Contre la haine en ligne : éduquer plutôt que réprimer

- Alizée Vincent

C’est l’une des propositio­ns remises sur la table, depuis l’assassinat de l’enseignant Samuel Paty : interdire l’anonymat en ligne. Portée par Xavier Bertrand (LR), elle est aussi soutenue par le ministre Jean-Michel Blanquer, dans l’idée de mettre fin à « l’impunité » de la haine sur Internet. Mais ce débat, s’accordent les spécialist­es, nie le consensus scientifiq­ue sur la question. Déjà, l’anonymat sur Internet n’est plus possible depuis une loi de 2004, qui oblige les sites à conserver les données d’identifica­tion des internaute­s. Ensuite, d’après une étude sociologiq­ue établie en 2016, les personnes anonymes sont moins agressives que les autres lors de débats en ligne.

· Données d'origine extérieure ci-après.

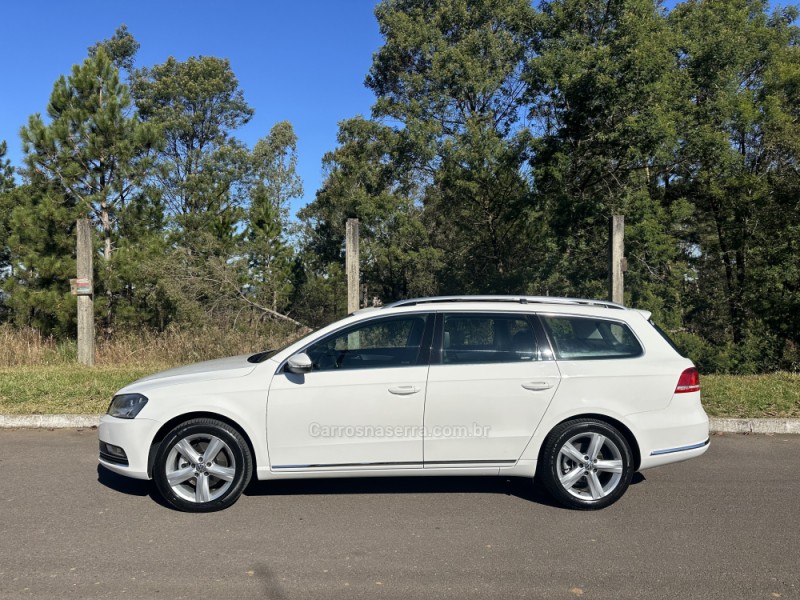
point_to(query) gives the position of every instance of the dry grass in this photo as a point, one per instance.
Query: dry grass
(38, 374)
(28, 347)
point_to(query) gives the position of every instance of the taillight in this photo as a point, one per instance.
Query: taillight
(689, 381)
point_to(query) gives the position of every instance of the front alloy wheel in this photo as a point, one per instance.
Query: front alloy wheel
(202, 465)
(586, 464)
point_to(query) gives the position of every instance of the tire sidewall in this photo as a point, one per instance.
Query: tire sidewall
(555, 442)
(226, 433)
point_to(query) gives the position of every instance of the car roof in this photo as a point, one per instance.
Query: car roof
(506, 303)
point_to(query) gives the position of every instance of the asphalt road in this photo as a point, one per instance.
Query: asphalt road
(726, 525)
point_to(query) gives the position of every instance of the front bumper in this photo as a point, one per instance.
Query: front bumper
(134, 436)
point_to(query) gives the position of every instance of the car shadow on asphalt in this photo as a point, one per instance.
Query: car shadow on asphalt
(129, 486)
(519, 487)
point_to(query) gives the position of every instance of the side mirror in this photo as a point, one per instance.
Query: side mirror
(299, 363)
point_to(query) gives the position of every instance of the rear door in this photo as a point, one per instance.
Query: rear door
(488, 387)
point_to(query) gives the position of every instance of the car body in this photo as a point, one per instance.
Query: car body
(579, 393)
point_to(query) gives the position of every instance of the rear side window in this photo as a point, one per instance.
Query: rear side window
(487, 338)
(585, 338)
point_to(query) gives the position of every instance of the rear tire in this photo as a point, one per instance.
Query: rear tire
(202, 465)
(586, 464)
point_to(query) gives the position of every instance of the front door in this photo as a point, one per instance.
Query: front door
(361, 407)
(488, 392)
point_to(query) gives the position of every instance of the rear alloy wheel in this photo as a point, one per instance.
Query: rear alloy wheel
(202, 465)
(586, 464)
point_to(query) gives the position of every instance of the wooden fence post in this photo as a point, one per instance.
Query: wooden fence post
(616, 269)
(85, 292)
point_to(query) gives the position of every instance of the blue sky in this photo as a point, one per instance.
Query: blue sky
(303, 61)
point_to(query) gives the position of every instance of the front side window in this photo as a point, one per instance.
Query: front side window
(480, 338)
(582, 338)
(389, 342)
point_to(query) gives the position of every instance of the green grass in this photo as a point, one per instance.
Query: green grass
(752, 396)
(59, 389)
(63, 389)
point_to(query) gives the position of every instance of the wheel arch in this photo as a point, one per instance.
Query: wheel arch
(177, 420)
(619, 425)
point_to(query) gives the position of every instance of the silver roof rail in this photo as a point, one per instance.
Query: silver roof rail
(516, 299)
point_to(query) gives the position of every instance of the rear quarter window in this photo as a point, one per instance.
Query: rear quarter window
(585, 338)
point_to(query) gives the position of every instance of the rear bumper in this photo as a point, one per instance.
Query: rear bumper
(677, 433)
(134, 437)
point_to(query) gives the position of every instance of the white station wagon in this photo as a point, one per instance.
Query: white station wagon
(577, 393)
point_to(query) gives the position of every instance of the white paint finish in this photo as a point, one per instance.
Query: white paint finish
(507, 398)
(638, 393)
(359, 399)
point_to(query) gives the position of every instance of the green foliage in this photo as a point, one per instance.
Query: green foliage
(363, 181)
(121, 48)
(737, 167)
(200, 167)
(502, 140)
(42, 247)
(270, 257)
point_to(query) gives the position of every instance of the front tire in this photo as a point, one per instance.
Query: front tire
(202, 465)
(586, 464)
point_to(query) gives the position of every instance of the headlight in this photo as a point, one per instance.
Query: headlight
(126, 406)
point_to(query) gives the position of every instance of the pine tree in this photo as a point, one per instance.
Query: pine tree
(270, 256)
(201, 169)
(91, 147)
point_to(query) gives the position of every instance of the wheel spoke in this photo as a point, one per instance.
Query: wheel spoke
(225, 473)
(572, 452)
(180, 475)
(213, 448)
(609, 466)
(595, 445)
(185, 448)
(595, 487)
(202, 493)
(571, 478)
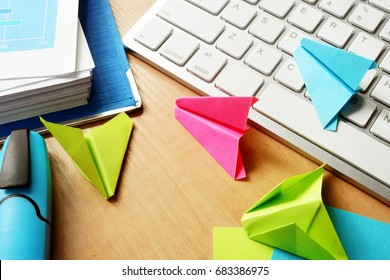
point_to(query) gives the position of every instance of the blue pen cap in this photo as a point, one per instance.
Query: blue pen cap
(25, 206)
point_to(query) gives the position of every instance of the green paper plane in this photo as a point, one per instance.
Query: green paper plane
(293, 218)
(98, 153)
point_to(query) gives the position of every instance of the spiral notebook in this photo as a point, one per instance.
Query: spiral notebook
(113, 88)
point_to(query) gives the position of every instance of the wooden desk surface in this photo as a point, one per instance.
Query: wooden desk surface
(171, 193)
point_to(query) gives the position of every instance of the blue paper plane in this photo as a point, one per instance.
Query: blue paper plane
(331, 76)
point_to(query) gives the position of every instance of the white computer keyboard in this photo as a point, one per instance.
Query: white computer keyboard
(244, 48)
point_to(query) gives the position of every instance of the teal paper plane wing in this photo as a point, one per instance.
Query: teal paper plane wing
(99, 153)
(293, 218)
(331, 76)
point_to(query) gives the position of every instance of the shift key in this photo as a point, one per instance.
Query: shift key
(192, 20)
(206, 63)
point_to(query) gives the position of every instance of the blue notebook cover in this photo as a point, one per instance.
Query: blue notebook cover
(111, 91)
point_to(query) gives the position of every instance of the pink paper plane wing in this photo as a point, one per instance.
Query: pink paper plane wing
(217, 128)
(230, 111)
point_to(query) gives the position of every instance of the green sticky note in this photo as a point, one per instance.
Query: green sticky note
(232, 243)
(99, 153)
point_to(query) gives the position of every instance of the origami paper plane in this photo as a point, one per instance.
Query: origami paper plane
(331, 76)
(99, 152)
(293, 218)
(363, 238)
(217, 123)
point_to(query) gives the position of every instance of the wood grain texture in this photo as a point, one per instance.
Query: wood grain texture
(171, 193)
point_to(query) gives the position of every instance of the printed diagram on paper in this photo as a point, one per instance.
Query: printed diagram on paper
(27, 27)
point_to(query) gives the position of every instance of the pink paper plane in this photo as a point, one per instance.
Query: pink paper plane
(217, 123)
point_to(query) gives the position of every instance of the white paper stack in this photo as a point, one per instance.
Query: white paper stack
(49, 74)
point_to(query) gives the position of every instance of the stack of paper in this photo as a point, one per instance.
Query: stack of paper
(45, 58)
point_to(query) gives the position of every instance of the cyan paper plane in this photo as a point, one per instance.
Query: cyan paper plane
(331, 76)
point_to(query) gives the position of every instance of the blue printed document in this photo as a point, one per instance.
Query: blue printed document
(38, 38)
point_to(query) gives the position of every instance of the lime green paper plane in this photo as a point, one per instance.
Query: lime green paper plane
(292, 217)
(99, 153)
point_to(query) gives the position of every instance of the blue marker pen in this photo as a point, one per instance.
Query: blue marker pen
(25, 197)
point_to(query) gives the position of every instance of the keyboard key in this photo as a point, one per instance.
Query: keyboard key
(179, 48)
(239, 80)
(385, 32)
(206, 63)
(277, 8)
(381, 126)
(381, 4)
(191, 19)
(212, 6)
(381, 91)
(366, 17)
(338, 8)
(291, 41)
(153, 34)
(385, 64)
(263, 59)
(367, 79)
(367, 46)
(358, 110)
(335, 32)
(306, 18)
(289, 76)
(349, 143)
(234, 43)
(267, 27)
(239, 14)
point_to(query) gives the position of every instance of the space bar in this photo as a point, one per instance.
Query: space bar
(348, 143)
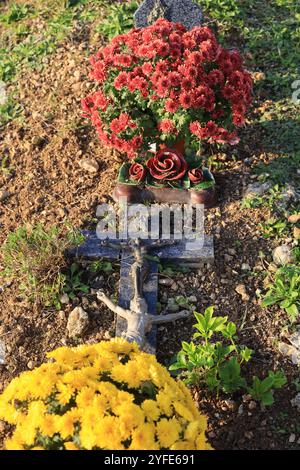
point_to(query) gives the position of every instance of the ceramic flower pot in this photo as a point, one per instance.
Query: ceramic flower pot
(183, 192)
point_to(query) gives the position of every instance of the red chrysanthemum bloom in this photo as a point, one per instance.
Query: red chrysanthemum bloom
(166, 126)
(164, 71)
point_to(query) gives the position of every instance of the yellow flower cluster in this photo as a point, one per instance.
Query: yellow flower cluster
(104, 396)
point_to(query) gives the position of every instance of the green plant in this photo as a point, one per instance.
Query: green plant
(119, 19)
(284, 289)
(262, 390)
(16, 12)
(215, 364)
(33, 256)
(101, 265)
(274, 228)
(73, 282)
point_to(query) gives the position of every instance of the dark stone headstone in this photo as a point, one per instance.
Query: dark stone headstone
(178, 11)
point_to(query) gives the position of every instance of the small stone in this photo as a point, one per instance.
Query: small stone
(296, 401)
(283, 255)
(256, 189)
(231, 405)
(172, 306)
(61, 315)
(165, 282)
(252, 405)
(241, 290)
(77, 322)
(245, 267)
(294, 218)
(31, 365)
(89, 165)
(4, 195)
(64, 299)
(249, 435)
(296, 233)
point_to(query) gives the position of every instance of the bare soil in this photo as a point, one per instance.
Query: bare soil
(47, 184)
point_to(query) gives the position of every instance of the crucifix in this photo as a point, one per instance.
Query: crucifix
(136, 311)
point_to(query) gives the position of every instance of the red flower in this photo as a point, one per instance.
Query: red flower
(154, 71)
(137, 172)
(167, 165)
(185, 100)
(196, 175)
(166, 126)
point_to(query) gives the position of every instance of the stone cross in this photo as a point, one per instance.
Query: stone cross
(178, 11)
(137, 316)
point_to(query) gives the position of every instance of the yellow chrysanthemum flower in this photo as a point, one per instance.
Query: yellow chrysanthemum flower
(151, 410)
(143, 438)
(94, 397)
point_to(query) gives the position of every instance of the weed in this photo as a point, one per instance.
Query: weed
(262, 390)
(16, 12)
(284, 290)
(119, 19)
(217, 364)
(34, 258)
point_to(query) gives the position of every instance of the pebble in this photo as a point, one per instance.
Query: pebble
(241, 290)
(61, 315)
(77, 322)
(4, 195)
(64, 299)
(2, 426)
(282, 255)
(246, 267)
(294, 218)
(89, 165)
(165, 282)
(249, 435)
(31, 365)
(256, 189)
(292, 438)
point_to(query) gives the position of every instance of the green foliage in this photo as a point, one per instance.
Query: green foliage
(262, 390)
(73, 281)
(269, 199)
(34, 258)
(16, 12)
(284, 290)
(101, 265)
(119, 19)
(215, 364)
(274, 228)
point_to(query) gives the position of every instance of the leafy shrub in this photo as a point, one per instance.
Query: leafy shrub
(163, 83)
(285, 290)
(119, 19)
(262, 390)
(104, 396)
(34, 257)
(217, 364)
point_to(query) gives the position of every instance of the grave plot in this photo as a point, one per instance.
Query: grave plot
(55, 170)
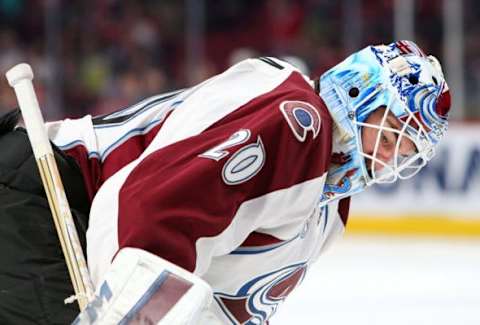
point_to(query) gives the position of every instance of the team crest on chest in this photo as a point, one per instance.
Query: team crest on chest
(257, 300)
(302, 117)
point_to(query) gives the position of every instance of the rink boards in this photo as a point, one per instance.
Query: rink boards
(443, 199)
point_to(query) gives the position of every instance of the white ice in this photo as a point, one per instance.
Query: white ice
(389, 281)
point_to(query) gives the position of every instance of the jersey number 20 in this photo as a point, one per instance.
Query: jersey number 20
(245, 163)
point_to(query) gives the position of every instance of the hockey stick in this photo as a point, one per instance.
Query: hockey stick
(20, 78)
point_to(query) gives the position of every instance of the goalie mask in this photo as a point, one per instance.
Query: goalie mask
(395, 98)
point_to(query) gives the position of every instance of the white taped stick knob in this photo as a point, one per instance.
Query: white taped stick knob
(18, 73)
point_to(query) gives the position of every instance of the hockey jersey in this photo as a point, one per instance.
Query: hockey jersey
(223, 179)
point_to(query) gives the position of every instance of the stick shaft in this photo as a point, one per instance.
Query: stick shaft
(20, 78)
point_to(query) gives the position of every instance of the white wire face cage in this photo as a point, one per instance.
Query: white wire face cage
(401, 158)
(410, 90)
(406, 92)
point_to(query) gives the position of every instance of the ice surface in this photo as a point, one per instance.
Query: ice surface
(389, 281)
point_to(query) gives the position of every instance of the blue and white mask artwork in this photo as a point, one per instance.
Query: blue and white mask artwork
(399, 80)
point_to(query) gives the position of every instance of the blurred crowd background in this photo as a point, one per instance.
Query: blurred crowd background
(98, 56)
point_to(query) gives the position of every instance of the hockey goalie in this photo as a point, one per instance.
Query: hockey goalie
(208, 205)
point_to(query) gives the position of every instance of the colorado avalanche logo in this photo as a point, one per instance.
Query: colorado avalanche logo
(301, 117)
(257, 300)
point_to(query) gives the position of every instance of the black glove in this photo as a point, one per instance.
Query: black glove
(34, 279)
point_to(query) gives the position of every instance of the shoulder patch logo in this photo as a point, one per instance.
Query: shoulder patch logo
(301, 117)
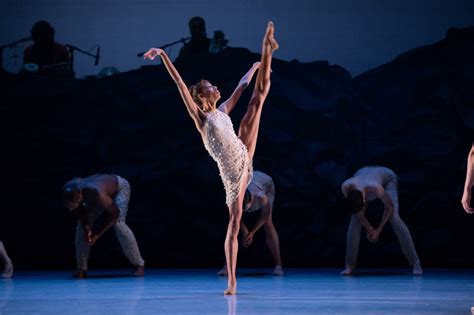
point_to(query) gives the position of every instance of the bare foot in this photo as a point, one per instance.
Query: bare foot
(139, 271)
(79, 274)
(348, 271)
(231, 290)
(222, 272)
(270, 37)
(417, 271)
(278, 271)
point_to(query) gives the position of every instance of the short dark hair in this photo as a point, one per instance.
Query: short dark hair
(70, 190)
(355, 201)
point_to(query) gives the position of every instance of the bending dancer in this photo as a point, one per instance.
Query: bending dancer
(368, 184)
(8, 266)
(101, 195)
(232, 153)
(260, 195)
(467, 195)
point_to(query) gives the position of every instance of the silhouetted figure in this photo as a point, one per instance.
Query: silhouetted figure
(466, 200)
(8, 266)
(107, 196)
(52, 59)
(260, 196)
(368, 184)
(218, 42)
(199, 43)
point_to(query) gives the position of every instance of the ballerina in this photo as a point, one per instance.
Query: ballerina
(233, 153)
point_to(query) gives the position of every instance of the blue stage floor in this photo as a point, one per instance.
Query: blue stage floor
(310, 291)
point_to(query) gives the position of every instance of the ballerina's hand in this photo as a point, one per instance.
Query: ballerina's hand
(248, 239)
(373, 236)
(152, 53)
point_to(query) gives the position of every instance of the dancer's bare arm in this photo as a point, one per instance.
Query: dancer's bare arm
(363, 220)
(387, 214)
(193, 109)
(229, 104)
(466, 197)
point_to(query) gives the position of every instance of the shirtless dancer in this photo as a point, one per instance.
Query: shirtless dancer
(260, 195)
(91, 197)
(368, 184)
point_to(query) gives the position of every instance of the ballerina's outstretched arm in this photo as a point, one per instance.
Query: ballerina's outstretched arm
(194, 111)
(229, 104)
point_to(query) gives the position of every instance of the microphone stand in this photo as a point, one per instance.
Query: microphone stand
(182, 40)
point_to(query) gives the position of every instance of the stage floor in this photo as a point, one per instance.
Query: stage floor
(308, 291)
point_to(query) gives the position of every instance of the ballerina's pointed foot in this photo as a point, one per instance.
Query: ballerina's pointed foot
(231, 290)
(348, 271)
(270, 37)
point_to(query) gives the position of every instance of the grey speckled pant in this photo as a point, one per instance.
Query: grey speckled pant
(122, 231)
(399, 227)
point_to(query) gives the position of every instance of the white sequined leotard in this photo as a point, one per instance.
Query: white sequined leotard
(228, 151)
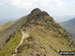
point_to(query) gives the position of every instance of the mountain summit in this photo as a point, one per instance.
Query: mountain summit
(36, 34)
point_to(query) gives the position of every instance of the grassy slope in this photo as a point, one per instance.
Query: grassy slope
(2, 27)
(11, 45)
(70, 27)
(49, 34)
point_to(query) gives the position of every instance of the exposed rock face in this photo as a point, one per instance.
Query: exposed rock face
(41, 36)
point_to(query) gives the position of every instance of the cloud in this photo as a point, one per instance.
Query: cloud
(53, 7)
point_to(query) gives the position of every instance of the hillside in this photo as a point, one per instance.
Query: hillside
(9, 23)
(36, 34)
(69, 26)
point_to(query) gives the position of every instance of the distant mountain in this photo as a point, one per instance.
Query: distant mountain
(69, 26)
(36, 34)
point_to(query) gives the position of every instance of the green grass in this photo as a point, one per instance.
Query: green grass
(4, 26)
(11, 45)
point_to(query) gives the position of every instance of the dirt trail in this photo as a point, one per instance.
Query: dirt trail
(25, 35)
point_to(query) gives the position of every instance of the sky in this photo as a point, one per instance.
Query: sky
(14, 9)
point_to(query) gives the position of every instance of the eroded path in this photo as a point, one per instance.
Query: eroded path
(25, 35)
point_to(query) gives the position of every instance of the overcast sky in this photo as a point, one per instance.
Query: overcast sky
(16, 8)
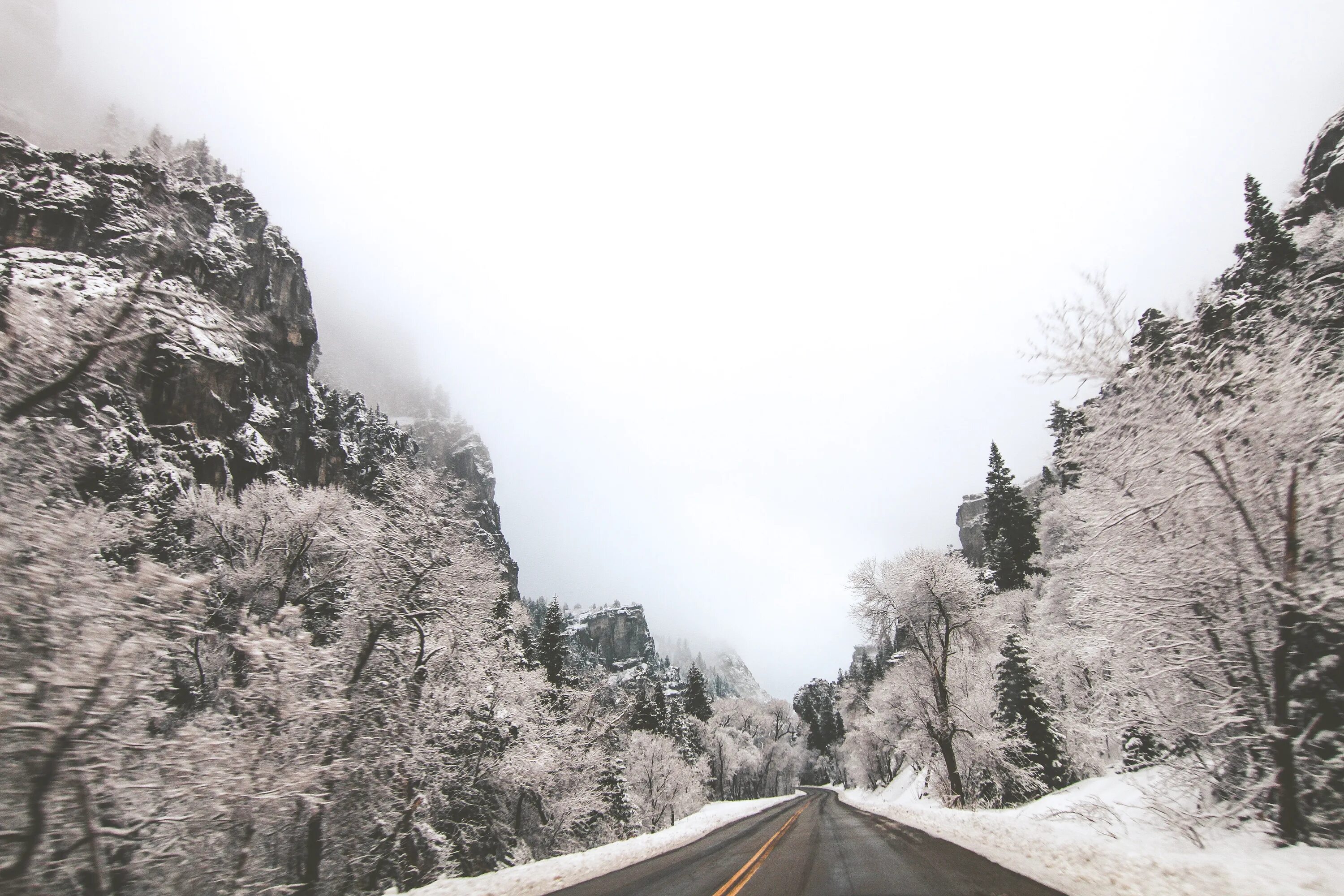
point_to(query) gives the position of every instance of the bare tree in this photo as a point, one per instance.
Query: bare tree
(933, 597)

Plus que la loi, c’est « le sentiment d’impunité » qu’il faut combattre, avance Divina Frau-Meigs, sociologue spécialist­e des contenus haineux et directrice du Centre de liaison de l’enseigneme­nt et des médias d’informatio­n (Clemi). « C’est quand le discours de haine devient silencieux qu’il est le plus difficile à combattre, avance-t-elle. Par ailleurs, l’anonymat peut aussi, dans certains cas, permettre de protéger les plus faibles, comme les femmes battues qui cherchent de l’aide. » Cette mesure, avertit-elle, « risquerait d’aboutir à un musèlement généralisé, comme dans les pays antidémocr­atiques ». Sa solution : l’éducation aux médias. « Il ne faut pas dédouaner les plateforme­s et les États, qui sont – en théorie – les premiers chargés du sujet ! Mais on est aussi en capacité d’agir sans le savoir. Un truc tout bête : le signalemen­t de contenus, ce n’est pas une dénonciati­on. C’est une demande d’analyse. Et on peut tous le faire. » Rappel utile, quand les dirigeant·es se trompent de solutions.